ABSTRACT

Recently, there are often changes in atmospheric conditions. Such, climatic changes make farmers fail to produce enough crops at the right time. Farmers miss to predict the crop yield. This results in insufficient yield throughout the year for a country. So that the country is forced to import some of the food resources from outside nations. Prediction of everyday weather conditions are closely related to every field by means of production, life, security, etc., forecasting the weather conditions plays an important role in social development. To improve overall crop productivity temperature, rainfall, soil, seed, humidity, wind speed data needs to be collected and analyzed, which may help farmers to improve their agriculture yield. For a successful harvesting, a farmer should be aware of climate that is suitable for sowing seeds, fertilizers to be used, watering seeds, types of pests that can affect yield in a particular season, expectancy of rainfall, breeze, etc. Soil moisture, temperature, and rainfall are very important factors influencing productivity of crops. Applying deep neural networks (DNN) includes different hidden layers, which helps to predict crop cultivation and yield effectively.

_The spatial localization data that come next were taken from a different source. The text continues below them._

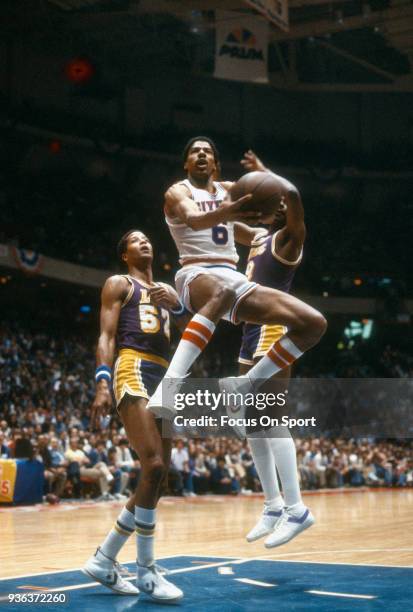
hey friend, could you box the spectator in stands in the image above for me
[192,452,210,495]
[345,452,365,486]
[107,447,128,500]
[37,434,67,498]
[50,437,66,467]
[211,456,239,495]
[115,438,134,468]
[326,455,345,488]
[171,440,195,497]
[64,436,113,500]
[0,431,11,458]
[240,446,261,492]
[224,442,247,494]
[116,437,139,494]
[54,413,67,435]
[370,449,393,486]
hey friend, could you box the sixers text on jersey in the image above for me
[166,180,239,265]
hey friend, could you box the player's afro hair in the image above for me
[182,136,220,164]
[117,229,140,263]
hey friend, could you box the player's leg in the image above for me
[238,325,285,540]
[238,321,314,543]
[101,352,173,585]
[82,431,139,595]
[241,360,285,541]
[235,285,327,387]
[165,274,235,378]
[84,395,182,600]
[240,337,314,547]
[120,397,183,601]
[254,373,315,548]
[147,274,236,418]
[263,430,315,548]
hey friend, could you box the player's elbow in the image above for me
[286,186,301,202]
[292,224,306,244]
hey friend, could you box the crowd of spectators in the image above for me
[1,424,412,501]
[1,326,412,502]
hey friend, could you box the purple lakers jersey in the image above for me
[245,231,302,293]
[117,276,170,360]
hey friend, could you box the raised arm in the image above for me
[240,151,306,256]
[91,275,128,426]
[165,183,260,230]
[272,181,306,263]
[240,150,268,173]
[234,222,268,247]
[278,183,306,247]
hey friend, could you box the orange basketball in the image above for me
[230,171,284,216]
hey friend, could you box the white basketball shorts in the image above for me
[175,263,257,324]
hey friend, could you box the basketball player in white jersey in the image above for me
[148,139,327,526]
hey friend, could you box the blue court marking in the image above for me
[1,556,412,612]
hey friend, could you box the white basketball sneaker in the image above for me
[146,376,185,420]
[264,506,315,548]
[246,507,284,542]
[137,563,183,602]
[82,548,139,595]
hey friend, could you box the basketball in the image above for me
[230,171,285,216]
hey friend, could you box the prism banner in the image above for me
[214,11,269,83]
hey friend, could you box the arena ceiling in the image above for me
[1,0,413,90]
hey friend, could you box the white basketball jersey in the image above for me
[165,179,239,265]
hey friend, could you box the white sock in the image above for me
[165,314,216,377]
[286,501,308,517]
[248,336,303,385]
[265,497,285,512]
[135,506,156,567]
[268,435,302,508]
[99,506,135,560]
[248,438,283,509]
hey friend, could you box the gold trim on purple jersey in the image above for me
[113,348,168,406]
[271,231,303,267]
[238,324,286,365]
[256,324,287,356]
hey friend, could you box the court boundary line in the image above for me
[2,550,412,583]
[254,556,413,569]
[177,552,413,569]
[235,578,276,588]
[307,589,376,600]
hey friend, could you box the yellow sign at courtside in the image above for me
[0,459,17,503]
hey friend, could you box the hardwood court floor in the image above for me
[1,489,412,579]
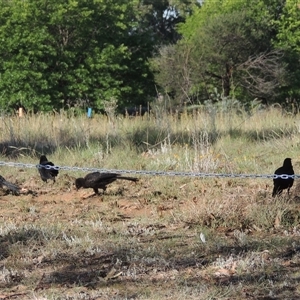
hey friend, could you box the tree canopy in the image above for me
[0,0,156,111]
[0,0,299,112]
[275,0,300,101]
[153,0,291,106]
[0,0,199,112]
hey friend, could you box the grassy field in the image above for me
[0,104,300,299]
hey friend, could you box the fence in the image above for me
[0,161,297,179]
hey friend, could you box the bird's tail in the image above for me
[3,180,20,192]
[272,187,282,198]
[117,176,138,182]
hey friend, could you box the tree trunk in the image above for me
[222,63,233,97]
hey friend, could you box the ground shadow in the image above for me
[1,227,300,299]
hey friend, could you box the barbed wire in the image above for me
[0,160,297,180]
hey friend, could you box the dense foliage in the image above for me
[0,0,191,111]
[0,0,299,112]
[0,0,140,111]
[275,0,300,102]
[154,0,300,107]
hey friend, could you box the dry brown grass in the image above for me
[0,105,300,299]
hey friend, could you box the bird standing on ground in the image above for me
[0,175,20,194]
[38,155,59,183]
[272,158,294,197]
[75,172,138,195]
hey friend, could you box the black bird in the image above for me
[75,172,138,194]
[0,175,20,194]
[272,158,294,197]
[38,155,59,183]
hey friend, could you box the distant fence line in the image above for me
[0,161,297,179]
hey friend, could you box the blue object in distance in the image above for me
[87,107,92,118]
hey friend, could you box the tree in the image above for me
[275,0,300,102]
[0,0,157,111]
[138,0,199,45]
[153,0,287,105]
[152,43,196,105]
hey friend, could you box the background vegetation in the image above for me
[0,1,300,297]
[0,0,299,112]
[0,104,300,298]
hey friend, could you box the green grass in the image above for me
[0,105,300,299]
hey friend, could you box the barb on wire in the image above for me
[0,161,298,179]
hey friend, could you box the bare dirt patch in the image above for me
[1,175,300,299]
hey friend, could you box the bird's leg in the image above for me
[93,188,99,195]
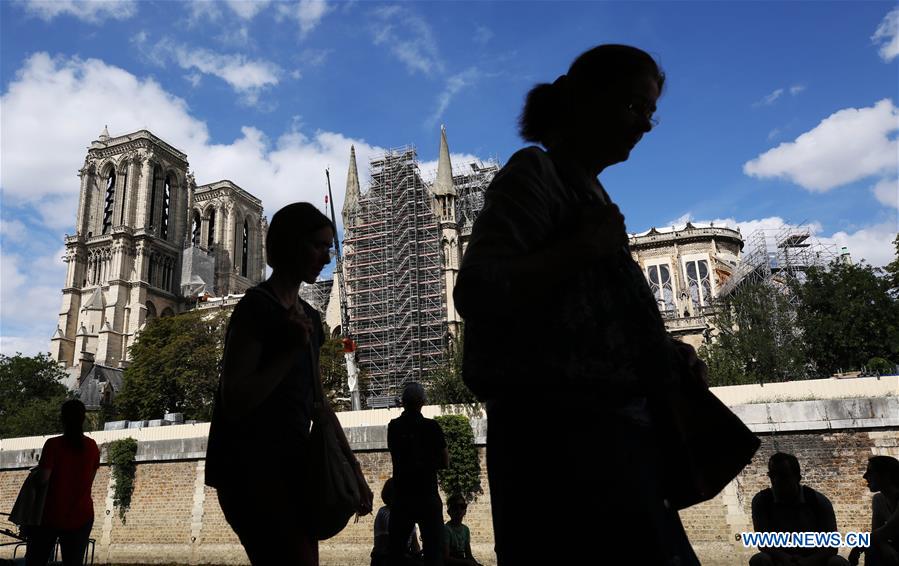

A combination of recurrent neural network (RNN) and back propagation network (BPN) can be applied for crop prediction. Hence, DNN-based ensemble methods for crop prediction improves productivity by analyzing weather, which may seem to be scalable, simple, and inexpensive in agriculture yield over a large area in a country. With the publicly available sparse multi source data, transfer learning (TL) is applied, data is interpreted, and then estimated for enhancing crop yields.